Neural machine translation is similar to existing techniques using machine learning in that both involve mapping text characters to vectors. The difference, however, is the former results in vectors that take the form of various numbers, rather than simply being a string of ones and zeros. It’s a crucial distinction that allows the technology to recognise synonyms — and by extension, similar products — despite two words having vastly different spellings.
Take the words ‘river’ and ‘stream’ as examples, says Kok. If the vector representing them has three positions, neural machine translation might represent one word as ‘6.1, 3.2, 1.5’ and the other as ‘6.2, 3.5, 1.6’. The similarity of these numbers implies they are “very close together, and hence they could be translated as closely related things,” he says.
As a result, machine translation technology, similar to how “there’s more than one way to convert and express an English sentence to Chinese,” can provide more than one description or categorisation for a product, says Kok. “It is able to create both existing root-to-leaf paths and novel paths, which is important because it’s very human to view a product in multiple ways.”

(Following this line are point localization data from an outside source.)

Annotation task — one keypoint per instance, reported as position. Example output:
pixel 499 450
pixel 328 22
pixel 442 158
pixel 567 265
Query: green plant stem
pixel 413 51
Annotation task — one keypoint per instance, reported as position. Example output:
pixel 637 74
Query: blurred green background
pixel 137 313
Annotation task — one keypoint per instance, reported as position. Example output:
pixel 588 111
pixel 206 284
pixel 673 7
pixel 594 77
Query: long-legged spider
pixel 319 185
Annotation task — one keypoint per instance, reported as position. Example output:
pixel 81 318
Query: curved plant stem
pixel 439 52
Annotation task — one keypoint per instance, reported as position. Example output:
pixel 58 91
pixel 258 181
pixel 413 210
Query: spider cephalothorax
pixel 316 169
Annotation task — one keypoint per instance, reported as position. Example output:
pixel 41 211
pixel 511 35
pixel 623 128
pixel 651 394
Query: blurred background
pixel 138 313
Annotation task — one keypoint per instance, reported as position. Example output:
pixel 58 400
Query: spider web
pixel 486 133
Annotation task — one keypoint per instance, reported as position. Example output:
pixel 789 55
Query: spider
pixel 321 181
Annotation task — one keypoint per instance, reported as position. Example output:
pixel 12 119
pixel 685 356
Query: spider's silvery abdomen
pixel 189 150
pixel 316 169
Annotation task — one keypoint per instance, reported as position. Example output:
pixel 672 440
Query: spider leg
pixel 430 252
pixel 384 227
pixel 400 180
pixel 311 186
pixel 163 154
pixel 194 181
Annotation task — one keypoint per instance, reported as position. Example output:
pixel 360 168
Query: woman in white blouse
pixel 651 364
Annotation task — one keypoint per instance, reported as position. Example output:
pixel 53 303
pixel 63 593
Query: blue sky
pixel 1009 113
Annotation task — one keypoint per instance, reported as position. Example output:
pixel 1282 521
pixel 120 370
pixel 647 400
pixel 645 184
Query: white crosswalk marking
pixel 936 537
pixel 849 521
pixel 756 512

Additionally, machine translation provides the benefit of being resilient to the vagaries of language and errors in a product’s description or labelling. The technology, for example, would have no trouble recognising that a ‘Mix Pancake Waffle 24 oz, Pack of Six’ is the same as a ‘Packet of Six: Waffle Pancake Mix, 24 oz.’
Machine translation offers yet another advantage over traditional classification systems: improved accuracy. When Kok and his collaborators applied both approaches to two large real-world Rakuten datasets, which together comprised nearly two million product titles, they found that their new technique correctly categorised products (according to their existing leaves) more often than machine learning did.
“We were very surprised, we didn’t expect it to work in such a straightforward manner,” says Kok. For future work, he would like to conduct user experiments to study how convenient novel root-to-leaf paths are to customers and whether this converts to actual sales. Additionally, he hopes to integrate pictures alongside text into the machine translation framework to help improve categorisation accuracy.